Ne took a name when ne woke. A political clerk offered it to nem, nir paint brown and pewter, going up and down the lines of cots with a book of common names. It wasn’t glowsheet but paper pressed between layers of plastic. Ne’d never seen real paper before, and here was this little clerk, offering nem the badly-bound volume—its pages held together with loops of metal threaded through holes on one side—as if it were disposable, not strange and wonderful and archaic. Ne poked at the names, expecting them to interact, to flash when ne selected them, and saw the clawmarks from others who had done the same. Ne curled nir claws into nir palms, embarrassed. The little clerk shook nir head and reached out to touch the nearest of nir hands.

“Touching is acceptable,” the clerk said. “This is meant to be touched.”

Ne looked around shyly. “But I’ll look a fool.”

“Even the nobles touch paper, to keep their place. There is no shame. Go on. Name yourself.”

So ne took the book and found a name—a simple name, a peasant’s name. Nact. Ne liked the way it felt in nir mouth. The clerk entered it in the glowsheet ne carried, and added a character. Ne wasn’t the first to have selected that name, the clerk explained, but ne was the first in nir group of rescued Soldiercaste, so that this planet would now serve as nir House name. Nact of Quen. Nact tried that aloud and liked it better still.
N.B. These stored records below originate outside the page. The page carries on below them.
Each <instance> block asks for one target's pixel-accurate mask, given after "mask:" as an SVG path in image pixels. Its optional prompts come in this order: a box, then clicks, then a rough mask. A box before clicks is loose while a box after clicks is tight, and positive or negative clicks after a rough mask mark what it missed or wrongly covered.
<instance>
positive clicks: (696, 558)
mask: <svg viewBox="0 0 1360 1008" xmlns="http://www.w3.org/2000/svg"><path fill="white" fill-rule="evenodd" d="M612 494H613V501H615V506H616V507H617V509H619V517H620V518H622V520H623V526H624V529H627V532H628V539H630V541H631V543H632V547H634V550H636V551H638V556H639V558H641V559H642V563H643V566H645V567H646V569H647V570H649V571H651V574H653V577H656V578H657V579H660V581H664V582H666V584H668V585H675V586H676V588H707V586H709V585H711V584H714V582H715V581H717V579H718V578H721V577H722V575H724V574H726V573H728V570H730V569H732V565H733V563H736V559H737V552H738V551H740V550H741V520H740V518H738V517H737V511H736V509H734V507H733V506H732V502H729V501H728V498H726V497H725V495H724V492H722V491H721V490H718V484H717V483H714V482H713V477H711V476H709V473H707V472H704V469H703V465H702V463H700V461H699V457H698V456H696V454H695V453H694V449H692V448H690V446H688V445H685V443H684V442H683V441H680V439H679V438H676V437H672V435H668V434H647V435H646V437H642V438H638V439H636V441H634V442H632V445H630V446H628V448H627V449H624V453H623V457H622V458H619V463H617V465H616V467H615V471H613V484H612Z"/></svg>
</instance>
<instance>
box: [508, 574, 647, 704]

“But what will happen to us?” Nact asked again, and the clerk tucked the book of names and the official glowsheet under an elbow and smiled.
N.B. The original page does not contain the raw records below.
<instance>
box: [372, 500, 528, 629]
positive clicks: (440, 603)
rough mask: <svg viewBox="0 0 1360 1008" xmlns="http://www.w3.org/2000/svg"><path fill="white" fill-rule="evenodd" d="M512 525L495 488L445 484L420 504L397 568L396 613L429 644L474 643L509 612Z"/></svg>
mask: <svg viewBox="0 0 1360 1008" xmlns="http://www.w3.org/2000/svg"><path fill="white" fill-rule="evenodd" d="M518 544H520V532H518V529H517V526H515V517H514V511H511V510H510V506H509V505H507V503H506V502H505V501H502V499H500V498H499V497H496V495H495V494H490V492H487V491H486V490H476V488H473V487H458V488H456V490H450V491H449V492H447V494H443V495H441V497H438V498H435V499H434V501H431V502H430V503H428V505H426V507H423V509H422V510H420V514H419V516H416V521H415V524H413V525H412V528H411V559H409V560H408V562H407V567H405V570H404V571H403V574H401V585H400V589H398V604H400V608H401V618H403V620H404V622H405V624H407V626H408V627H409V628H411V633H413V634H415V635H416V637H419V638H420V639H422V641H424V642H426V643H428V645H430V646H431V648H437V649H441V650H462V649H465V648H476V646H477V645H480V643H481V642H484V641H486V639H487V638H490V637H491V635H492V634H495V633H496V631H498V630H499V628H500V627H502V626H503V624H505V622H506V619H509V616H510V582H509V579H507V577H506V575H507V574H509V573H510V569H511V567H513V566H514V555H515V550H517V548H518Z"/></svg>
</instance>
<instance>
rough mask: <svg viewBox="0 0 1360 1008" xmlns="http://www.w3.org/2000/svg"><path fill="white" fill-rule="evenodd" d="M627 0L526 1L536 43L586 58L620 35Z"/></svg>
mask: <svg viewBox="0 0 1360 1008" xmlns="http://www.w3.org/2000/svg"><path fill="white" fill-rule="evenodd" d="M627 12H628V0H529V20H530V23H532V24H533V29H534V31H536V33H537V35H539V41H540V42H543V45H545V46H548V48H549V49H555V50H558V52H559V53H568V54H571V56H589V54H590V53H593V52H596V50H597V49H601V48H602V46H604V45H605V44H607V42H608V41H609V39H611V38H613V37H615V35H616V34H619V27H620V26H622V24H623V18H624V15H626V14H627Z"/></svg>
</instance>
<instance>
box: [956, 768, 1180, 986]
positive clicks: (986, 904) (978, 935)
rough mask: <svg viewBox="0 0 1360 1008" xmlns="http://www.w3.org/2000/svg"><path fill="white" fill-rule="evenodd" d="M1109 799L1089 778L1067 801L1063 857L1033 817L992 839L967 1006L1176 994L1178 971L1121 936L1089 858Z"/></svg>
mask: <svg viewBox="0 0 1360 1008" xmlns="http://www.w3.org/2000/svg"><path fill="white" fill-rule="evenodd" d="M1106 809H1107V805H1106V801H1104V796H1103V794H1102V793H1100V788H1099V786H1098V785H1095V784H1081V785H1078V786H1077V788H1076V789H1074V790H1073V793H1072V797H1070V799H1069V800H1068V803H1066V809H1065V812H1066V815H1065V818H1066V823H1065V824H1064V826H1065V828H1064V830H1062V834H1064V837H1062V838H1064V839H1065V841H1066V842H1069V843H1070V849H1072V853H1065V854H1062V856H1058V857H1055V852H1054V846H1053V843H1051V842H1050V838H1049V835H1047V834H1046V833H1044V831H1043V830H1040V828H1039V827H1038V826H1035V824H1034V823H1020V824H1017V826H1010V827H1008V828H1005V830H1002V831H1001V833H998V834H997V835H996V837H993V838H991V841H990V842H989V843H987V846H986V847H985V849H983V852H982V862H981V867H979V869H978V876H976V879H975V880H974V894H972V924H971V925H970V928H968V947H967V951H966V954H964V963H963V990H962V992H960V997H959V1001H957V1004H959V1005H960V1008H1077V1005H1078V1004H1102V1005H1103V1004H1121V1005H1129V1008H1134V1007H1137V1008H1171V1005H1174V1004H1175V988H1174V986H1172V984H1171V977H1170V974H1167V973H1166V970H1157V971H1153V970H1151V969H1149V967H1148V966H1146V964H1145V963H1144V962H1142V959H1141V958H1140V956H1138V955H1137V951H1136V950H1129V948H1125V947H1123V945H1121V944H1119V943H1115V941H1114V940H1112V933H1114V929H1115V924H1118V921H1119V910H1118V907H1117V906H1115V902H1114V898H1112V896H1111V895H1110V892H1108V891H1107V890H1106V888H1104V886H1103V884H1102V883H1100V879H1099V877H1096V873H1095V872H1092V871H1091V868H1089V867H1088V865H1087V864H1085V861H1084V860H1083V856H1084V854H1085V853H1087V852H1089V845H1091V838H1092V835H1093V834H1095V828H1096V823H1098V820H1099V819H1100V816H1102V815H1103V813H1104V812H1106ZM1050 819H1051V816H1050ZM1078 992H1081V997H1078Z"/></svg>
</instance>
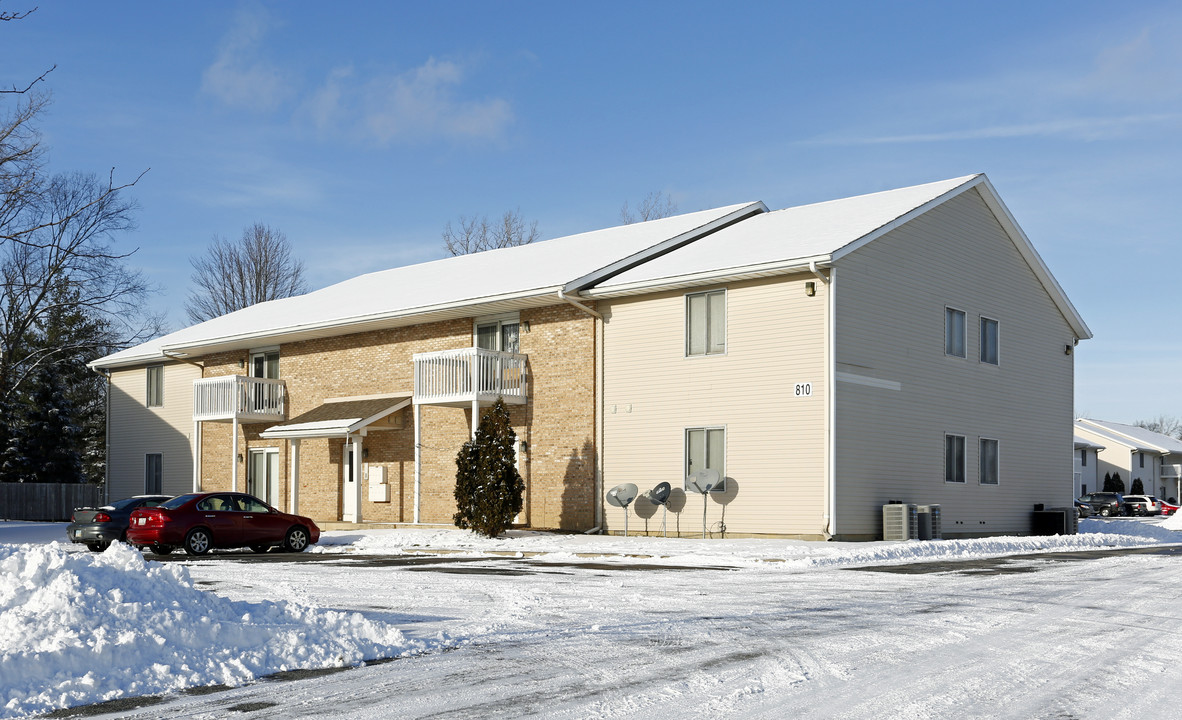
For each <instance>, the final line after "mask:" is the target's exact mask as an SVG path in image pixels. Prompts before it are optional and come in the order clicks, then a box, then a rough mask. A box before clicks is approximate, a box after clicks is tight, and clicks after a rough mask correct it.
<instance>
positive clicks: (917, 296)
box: [833, 190, 1073, 536]
mask: <svg viewBox="0 0 1182 720" xmlns="http://www.w3.org/2000/svg"><path fill="white" fill-rule="evenodd" d="M833 293H834V301H836V329H834V333H836V348H834V353H836V358H834V359H836V362H837V372H838V374H839V375H840V374H842V372H849V374H855V375H858V376H864V377H871V378H877V380H883V381H889V382H890V383H898V384H897V385H894V388H897V389H894V388H890V387H869V385H866V384H855V383H849V382H839V383H837V387H836V445H837V453H836V478H837V493H836V494H837V498H838V505H837V513H836V515H837V519H836V521H837V532H838V534H840V536H877V534H879V533H881V532H882V511H881V506H882V505H883V504H884V502H886V501H888V500H902V501H904V502H916V504H940V505H941V506H942V508H941V510H942V521H943V530H944V533H946V534H993V533H1001V532H1028V531H1030V511H1031V508H1032V506H1033V504H1035V502H1043V504H1046V505H1048V506H1061V505H1067V504H1070V502H1071V493H1072V481H1071V480H1072V463H1071V462H1070V460H1069V459H1070V455H1069V453H1070V452H1071V448H1072V447H1073V443H1072V387H1073V364H1072V359H1073V355H1067V353H1066V352H1065V345H1071V344H1072V340H1073V335H1072V331H1071V329H1070V325H1069V324H1067V322H1066V319H1065V318H1064V317H1063V316H1061V314H1060V312H1059V311H1058V309H1057V307H1056V305H1054V304H1053V303H1052V300H1051V298H1050V296H1048V294H1047V292H1046V291H1045V290H1044V287H1043V285H1041V284H1040V283H1039V281H1038V279H1037V278H1035V275H1034V273H1033V272H1032V271H1031V268H1030V266H1028V265H1026V262H1025V261H1024V260H1022V258H1021V255H1020V254H1019V252H1018V249H1017V248H1015V247H1014V246H1013V244H1012V241H1011V240H1009V239H1008V236H1007V235H1006V234H1005V233H1004V231H1002V228H1001V227H1000V225H999V223H998V221H996V220H995V218H994V216H993V214H992V213H991V212H989V209H988V208H987V206H986V205H985V202H983V200H982V199H981V196H980V194H979V193H978V192H976V190H969V192H967V193H965V194H962V195H960V196H959V197H955V199H953V200H950V201H948V202H946V203H943V205H941V206H939V207H936V208H934V209H933V210H930V212H928V213H926V214H924V215H921V216H920V218H917V219H915V220H913V221H911V222H908V223H907V225H904V226H902V227H900V228H897V229H895V231H892V232H890V233H888V234H886V235H884V236H882V238H879V239H878V240H875V241H873V242H870V244H868V245H866V246H864V247H862V248H859V249H857V251H855V252H852V253H850V254H849V255H846V257H845V258H842V259H840V260H839V261H838V262H837V272H836V281H834V290H833ZM946 307H956V309H957V310H963V311H965V312H966V314H967V318H966V324H967V326H968V332H967V333H966V335H967V343H968V346H967V352H966V356H967V357H965V358H959V357H949V356H947V355H946V353H944V309H946ZM982 316H985V317H987V318H991V319H995V320H998V322H999V337H1000V342H999V358H1000V363H999V364H998V365H991V364H983V363H981V362H980V361H979V358H980V348H979V344H980V331H979V327H980V318H981V317H982ZM944 434H956V435H963V436H965V437H966V450H967V458H966V466H967V473H966V475H967V476H966V482H965V484H962V485H961V484H955V485H954V484H946V482H944V465H943V461H944ZM981 437H989V439H995V440H998V441H999V443H1000V481H999V484H998V485H996V486H982V485H980V484H979V482H978V467H979V456H978V455H979V447H980V439H981Z"/></svg>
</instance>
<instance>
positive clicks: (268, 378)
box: [251, 350, 279, 380]
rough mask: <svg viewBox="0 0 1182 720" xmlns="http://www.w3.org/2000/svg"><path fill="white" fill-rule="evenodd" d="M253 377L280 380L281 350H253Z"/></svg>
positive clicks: (273, 379) (251, 352)
mask: <svg viewBox="0 0 1182 720" xmlns="http://www.w3.org/2000/svg"><path fill="white" fill-rule="evenodd" d="M251 377H265V378H268V380H279V351H278V350H254V351H252V352H251Z"/></svg>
“You can remain loyal,” ne said. “To Taen King, who has denied you a name, denied you a House, denied you everything that makes you a person. Then we will imprison you, but treat you otherwise as well as our people. Or you can be neutral, and we will give you land to farm, to be your own. Your name will be yours to keep. Or you may join us and fight with us.”

It was no choice. Who would pass up a farm for more fighting? Even if nir inaction might gall nem, it was madness to return to the life of a Soldiercaste, however righteous the cause. But the little clerk was not done. Nact saw the smile in nir eyes, the tightening of metal around gleaming lenses.
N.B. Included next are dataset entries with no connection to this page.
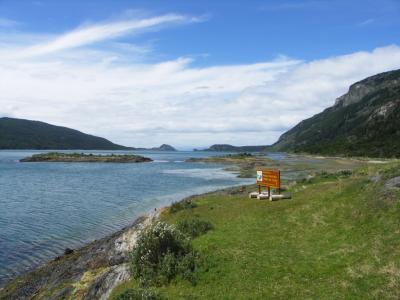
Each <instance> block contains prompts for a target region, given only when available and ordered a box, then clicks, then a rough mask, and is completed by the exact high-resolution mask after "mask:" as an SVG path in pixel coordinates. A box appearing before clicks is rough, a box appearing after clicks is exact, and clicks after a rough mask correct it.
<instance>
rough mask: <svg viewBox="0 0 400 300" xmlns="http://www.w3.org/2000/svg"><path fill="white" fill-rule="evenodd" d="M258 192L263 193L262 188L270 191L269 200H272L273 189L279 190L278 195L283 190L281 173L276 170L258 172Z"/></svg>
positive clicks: (261, 171)
mask: <svg viewBox="0 0 400 300" xmlns="http://www.w3.org/2000/svg"><path fill="white" fill-rule="evenodd" d="M256 182H257V185H258V192H259V193H261V187H262V186H264V187H266V188H267V189H268V196H269V199H270V200H272V195H271V188H273V189H277V190H278V194H280V190H281V171H279V170H275V169H263V170H257V181H256Z"/></svg>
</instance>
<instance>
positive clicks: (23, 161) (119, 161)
mask: <svg viewBox="0 0 400 300" xmlns="http://www.w3.org/2000/svg"><path fill="white" fill-rule="evenodd" d="M150 161H153V160H152V159H151V158H148V157H144V156H140V155H131V154H123V155H116V154H111V155H94V154H84V153H61V152H49V153H40V154H34V155H32V156H29V157H25V158H23V159H20V162H103V163H140V162H150Z"/></svg>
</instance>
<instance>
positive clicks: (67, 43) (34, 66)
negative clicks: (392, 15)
mask: <svg viewBox="0 0 400 300" xmlns="http://www.w3.org/2000/svg"><path fill="white" fill-rule="evenodd" d="M156 19H157V18H152V20H153V21H151V22H150V21H148V22H145V21H144V20H142V22H140V24H150V23H151V24H154V22H155V21H154V20H156ZM157 20H160V19H157ZM164 20H165V19H164ZM135 22H137V21H135ZM156 23H157V22H156ZM116 24H119V22H117V23H116ZM109 25H112V26H111V27H110V28H113V30H106V31H105V32H104V31H103V30H100V32H101V34H97V33H98V32H99V31H98V26H97V25H95V26H94V28H97V29H96V30H94V32H95V33H96V34H97V35H96V36H97V38H96V39H94V38H91V39H90V41H88V40H87V32H86V31H85V30H87V27H85V28H86V29H82V30H83V31H81V33H79V34H77V32H79V30H76V31H73V32H72V33H67V34H64V35H62V36H61V37H55V38H53V39H52V41H51V42H47V41H45V42H42V43H39V44H36V45H35V46H34V47H35V49H40V51H39V50H35V51H38V52H40V53H46V52H48V53H50V52H52V55H43V56H40V57H36V56H32V57H28V56H26V57H25V58H24V59H21V58H17V57H14V59H8V60H5V59H0V82H1V83H2V84H1V85H0V94H1V97H0V114H2V115H11V116H14V117H19V118H27V119H36V120H42V121H45V122H49V123H53V124H57V125H63V126H68V127H72V128H76V129H79V130H82V131H84V132H88V133H91V134H95V135H100V136H104V137H106V138H109V139H111V140H113V141H115V142H118V143H121V144H125V145H131V146H154V145H158V144H161V143H170V144H172V145H175V146H178V147H185V146H189V145H190V146H194V147H199V146H206V145H210V144H213V143H232V144H236V145H245V144H268V143H272V142H274V141H275V140H276V139H277V137H278V136H279V135H280V134H281V133H283V132H284V131H285V130H286V129H288V128H290V127H291V126H293V125H295V124H296V123H297V122H298V121H300V120H302V119H304V118H307V117H310V116H312V115H313V114H315V113H318V112H319V111H321V110H322V109H324V108H326V107H327V106H330V105H332V104H333V103H334V100H335V98H336V97H338V96H340V95H341V94H343V93H345V92H346V90H347V88H348V86H349V85H350V84H352V83H353V82H355V81H357V80H361V79H363V78H365V77H367V76H370V75H373V74H376V73H379V72H383V71H387V70H391V69H395V68H399V67H400V48H399V47H398V46H396V45H393V46H388V47H383V48H378V49H375V50H374V51H372V52H356V53H352V54H349V55H344V56H337V57H329V58H326V59H322V60H316V61H309V62H303V61H299V60H295V59H290V58H287V57H280V58H278V59H276V60H273V61H266V62H260V63H256V64H248V65H225V66H218V65H216V66H210V67H202V68H199V67H193V65H192V62H193V60H192V59H191V58H185V57H181V58H176V59H175V60H171V61H164V62H160V63H145V62H144V61H141V60H140V59H139V60H138V59H132V57H131V56H129V57H128V58H127V57H126V56H124V53H123V52H121V51H118V50H117V48H118V47H115V43H116V42H117V41H112V45H111V46H110V47H109V48H108V49H107V50H104V49H103V50H101V51H100V50H99V49H96V48H94V47H92V46H91V45H90V43H92V42H94V41H95V40H96V41H97V40H99V39H102V40H104V41H106V40H107V39H113V38H114V37H115V36H116V35H121V34H128V33H132V31H131V30H132V29H129V30H128V29H126V30H125V29H121V27H120V25H118V26H114V25H115V24H114V25H113V24H109ZM149 26H151V25H149ZM92 27H93V26H92ZM116 28H118V29H116ZM124 28H127V27H124ZM130 28H132V27H130ZM82 32H83V33H82ZM85 32H86V33H85ZM90 32H92V31H90ZM111 32H112V33H111ZM0 39H1V37H0ZM0 43H1V41H0ZM15 44H16V45H17V44H18V46H15V45H10V46H9V48H6V50H3V51H2V52H1V53H0V58H1V56H3V57H4V56H9V55H10V53H11V54H12V53H15V52H22V51H25V53H26V51H27V49H28V50H29V51H31V52H30V53H32V47H31V46H29V45H25V46H21V45H20V44H19V43H15ZM77 46H79V48H76V49H75V48H74V49H72V48H71V47H77ZM125 46H126V45H124V46H123V47H125ZM131 46H132V47H133V49H136V48H135V45H131ZM29 51H28V52H29ZM133 52H137V51H133ZM139 52H140V54H139V55H143V53H142V52H141V51H139ZM60 53H62V56H61V55H60ZM150 53H151V52H150ZM121 62H123V63H121Z"/></svg>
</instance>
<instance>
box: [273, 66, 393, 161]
mask: <svg viewBox="0 0 400 300" xmlns="http://www.w3.org/2000/svg"><path fill="white" fill-rule="evenodd" d="M272 148H273V150H275V151H292V152H305V153H312V154H325V155H346V156H347V155H349V156H370V157H400V70H397V71H391V72H386V73H381V74H378V75H375V76H372V77H369V78H366V79H364V80H362V81H360V82H357V83H355V84H353V85H352V86H350V88H349V91H348V92H347V93H346V94H345V95H343V96H341V97H339V98H338V99H337V100H336V103H335V105H334V106H332V107H329V108H327V109H326V110H324V111H323V112H321V113H319V114H317V115H315V116H313V117H311V118H309V119H306V120H304V121H302V122H300V123H299V124H297V125H296V126H295V127H293V128H292V129H290V130H289V131H287V132H286V133H284V134H283V135H281V137H280V138H279V140H278V141H277V142H276V143H275V144H274V145H273V147H272Z"/></svg>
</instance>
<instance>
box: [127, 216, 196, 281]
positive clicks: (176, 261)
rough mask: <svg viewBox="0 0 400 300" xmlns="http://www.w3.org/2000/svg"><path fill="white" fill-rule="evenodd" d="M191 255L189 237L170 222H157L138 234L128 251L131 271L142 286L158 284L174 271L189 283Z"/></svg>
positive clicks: (176, 274)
“And if you fight with us, you are equal to us, and if you fight well, you may yet earn your way up your ranks. General Grea was a peasant on our King’s lands. Many of nir sub-generals were commoners. Mavren dislikes caste. If you fight well, you might one day stand with them.”

Nact had seen pictures of General Aiomonni, nir former master when Nact fought for King Taen, but only pictures. Aiomonni commanded hundreds of thousands of Soldiercaste, officers, all the empire’s military, nir power only second to that of Taen King nemself. In the pictures, ne was grand and heavily painted in the colors of nir House, flame orange and night blue, standing alongside Taen King. Nact tried to imagine nemself like that, but in pewters and blacks. Ne looked down at nir arms, the layered plates of metal, nir heavy claws, and imagined them in colors. Nact looked up into the face of the clerk.

“Take all the time you need to think,” said the clerk.

Nact shook nir head. “No,” ne said, and felt nir crest rise from clamped flat against nir head. “No, I don’t need time. When may I give—” and hesitated, the words were so odd to nem “—our King, Mavren King, my loyalty?”